Qual é o lugar de nossas memórias neste processo? Compartilho com vocês minha experiência, neste período dedicado a celebrar o dia da Consciência Negra. O mesmo exercício poderia ser aplicado ao dia 18 de junho, dia da Imigração japonesa no Brasil, dia quando, o primeiro navio vindo do Japão, o Kasato Maru (em 1908) aportou no Brasil. Portanto estamos diante da mesma questão: “de que forma nossas memórias afetam nossa identidade?“.
Lendo um dos textos do Nelson Mandela me deparei com a seguinte afirmação; "a memória é o tecido de nossa identidade." No meu caso, minha memória é marcada pelos silêncios. Estive no sepultamento de minha negra bisavó Joaquina, no cemitério do Caju-RJ. Eu tinha 8 anos e, em um só dia, como uma criança atenta às conversas dos adultos, ouvi séculos de história sendo contada por meus tios avós. Uma história marcada pela dor e superação me foi passada por silêncios longos, onde somente eram mencionadas as superações, as realizações, acadêmicas e profissionais, da família.
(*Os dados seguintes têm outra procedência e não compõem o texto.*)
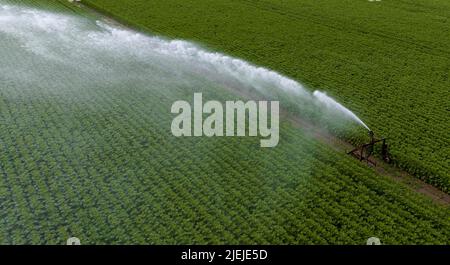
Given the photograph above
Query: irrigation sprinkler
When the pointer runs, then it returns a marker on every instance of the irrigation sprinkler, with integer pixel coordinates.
(365, 151)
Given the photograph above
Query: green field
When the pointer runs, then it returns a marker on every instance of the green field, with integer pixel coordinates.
(87, 151)
(388, 60)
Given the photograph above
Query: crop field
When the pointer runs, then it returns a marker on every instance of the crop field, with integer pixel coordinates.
(87, 151)
(388, 60)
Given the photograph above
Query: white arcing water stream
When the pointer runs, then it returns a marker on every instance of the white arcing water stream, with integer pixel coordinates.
(57, 51)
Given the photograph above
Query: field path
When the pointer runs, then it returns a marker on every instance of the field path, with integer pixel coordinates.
(331, 140)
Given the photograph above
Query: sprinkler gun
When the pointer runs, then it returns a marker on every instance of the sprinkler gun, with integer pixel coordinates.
(365, 151)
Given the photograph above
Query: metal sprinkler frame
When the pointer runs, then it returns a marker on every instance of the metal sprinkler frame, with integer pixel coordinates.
(364, 152)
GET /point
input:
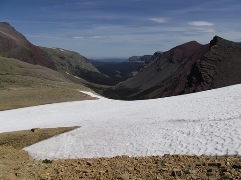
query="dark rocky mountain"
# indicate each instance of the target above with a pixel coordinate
(188, 68)
(15, 45)
(139, 58)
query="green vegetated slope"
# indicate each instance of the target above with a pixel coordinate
(23, 84)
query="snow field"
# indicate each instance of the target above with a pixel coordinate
(201, 123)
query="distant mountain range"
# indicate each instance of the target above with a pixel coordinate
(14, 45)
(188, 68)
(139, 58)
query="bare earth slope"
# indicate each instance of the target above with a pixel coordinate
(23, 84)
(14, 45)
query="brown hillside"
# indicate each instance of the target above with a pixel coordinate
(14, 45)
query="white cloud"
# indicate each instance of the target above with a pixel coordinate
(200, 30)
(98, 37)
(158, 20)
(200, 23)
(78, 37)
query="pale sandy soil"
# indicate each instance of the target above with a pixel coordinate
(16, 164)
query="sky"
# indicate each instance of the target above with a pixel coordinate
(120, 29)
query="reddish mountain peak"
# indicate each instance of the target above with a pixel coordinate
(14, 45)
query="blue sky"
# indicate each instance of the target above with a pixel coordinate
(111, 28)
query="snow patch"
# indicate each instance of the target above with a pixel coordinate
(200, 123)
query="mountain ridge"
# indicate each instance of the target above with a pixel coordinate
(187, 68)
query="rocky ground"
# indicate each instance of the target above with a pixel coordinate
(16, 164)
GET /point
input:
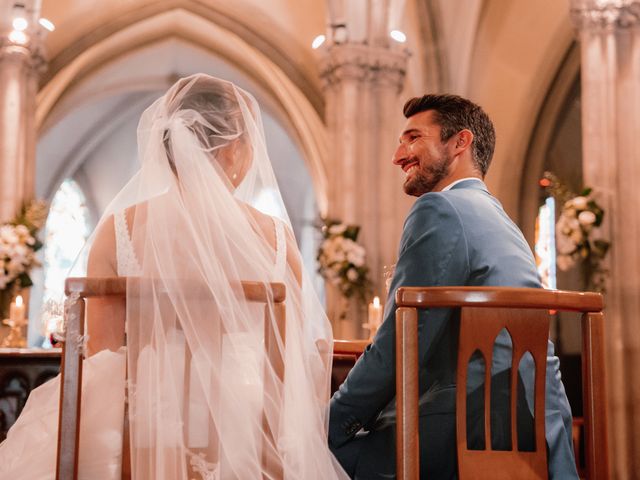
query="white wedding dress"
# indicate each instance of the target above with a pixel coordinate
(29, 451)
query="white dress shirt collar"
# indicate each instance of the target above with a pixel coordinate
(452, 184)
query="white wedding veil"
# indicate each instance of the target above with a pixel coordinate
(198, 377)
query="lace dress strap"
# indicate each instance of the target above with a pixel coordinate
(281, 250)
(128, 265)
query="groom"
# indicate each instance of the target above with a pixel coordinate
(456, 233)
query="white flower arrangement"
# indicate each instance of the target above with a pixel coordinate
(579, 218)
(341, 259)
(18, 245)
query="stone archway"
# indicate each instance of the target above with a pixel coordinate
(294, 107)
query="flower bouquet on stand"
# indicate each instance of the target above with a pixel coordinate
(577, 237)
(18, 247)
(341, 262)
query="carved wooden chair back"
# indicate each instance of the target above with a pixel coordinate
(484, 313)
(80, 289)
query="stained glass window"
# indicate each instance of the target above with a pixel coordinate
(66, 231)
(545, 247)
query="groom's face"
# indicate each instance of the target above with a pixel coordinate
(424, 159)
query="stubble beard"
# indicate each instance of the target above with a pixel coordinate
(425, 179)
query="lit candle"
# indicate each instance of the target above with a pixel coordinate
(375, 315)
(17, 311)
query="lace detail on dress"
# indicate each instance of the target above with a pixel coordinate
(128, 264)
(207, 470)
(281, 250)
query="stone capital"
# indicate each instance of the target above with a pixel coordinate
(605, 15)
(30, 55)
(363, 63)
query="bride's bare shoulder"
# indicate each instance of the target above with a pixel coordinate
(102, 253)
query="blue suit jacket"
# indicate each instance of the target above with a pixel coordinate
(458, 237)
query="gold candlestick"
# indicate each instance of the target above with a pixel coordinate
(16, 321)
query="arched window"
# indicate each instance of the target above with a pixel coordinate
(66, 231)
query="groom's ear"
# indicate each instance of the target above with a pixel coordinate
(462, 141)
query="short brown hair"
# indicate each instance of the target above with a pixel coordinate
(454, 113)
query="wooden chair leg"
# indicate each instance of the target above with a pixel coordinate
(408, 449)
Eu me lembro de caminhar pela rua e ver várias crianças se aproximando de minha mãe para pedir sua benção. Intrigado, perguntei se todos eram meus irmãos. "Sim", disse-me ela, "eles são seus irmãos de leite". Foi então que descobri que minha mãe era a mãe de leite de várias crianças de nossa cidade. Mamei em um seio solidário.
Com o filho da bisa Joaquina, meu vô, José Gustavo de Oliveira, convivi pouco. Em seus momentos finais de vida, enfrentando uma séria enfermidade, passou um tempo em nossa casa. Com ele fiz um "curso intensivo" de História da África. Ele me ensinou a jogar xadrez, me deu uma de suas medalhas de corrida (foi velocista), me deu uma moeda do Império (1864) para que eu nunca viesse a me esquecer da escravidão. Como criança jurei que jamais esqueceria (acho que foi meu primeiro juramento). Depois, já adulto, fui o primeiro de minha família a visitar o continente Africano e, caminhando por suas praias, tentei “ouvir nas conchas", a história que me foi silenciada. Hoje, pelos livros, estou conseguindo recuperá-la, afinal: "a memória é o tecido de nossa identidade."
Neste processo aprendi que minha identidade cultural eu a encontro nos meus ancestrais, portugueses e africanos, que aqui se encontraram, mas minha identidade existencial, eu a encontro na Imago Dei, na obra de redenção feita por Jesus Cristo e na transformação contínua, promovida pelo Espírito Santo. Quanto mais compreendo esta dimensão da minha identidade, mais a amo, mas me encontro.
Neste esforço de sermos uma comunidade culturalmente plural e singularmente confessional, precisamos nos reconectar com nossa história e suas particularidades, contudo precisamos ir além de nossas origens culturais, precisamos nos reconectar com nossa herança existencial, onde somos reafirmados, pela Escritura Sagrada, como imagem e semelhança de Deus.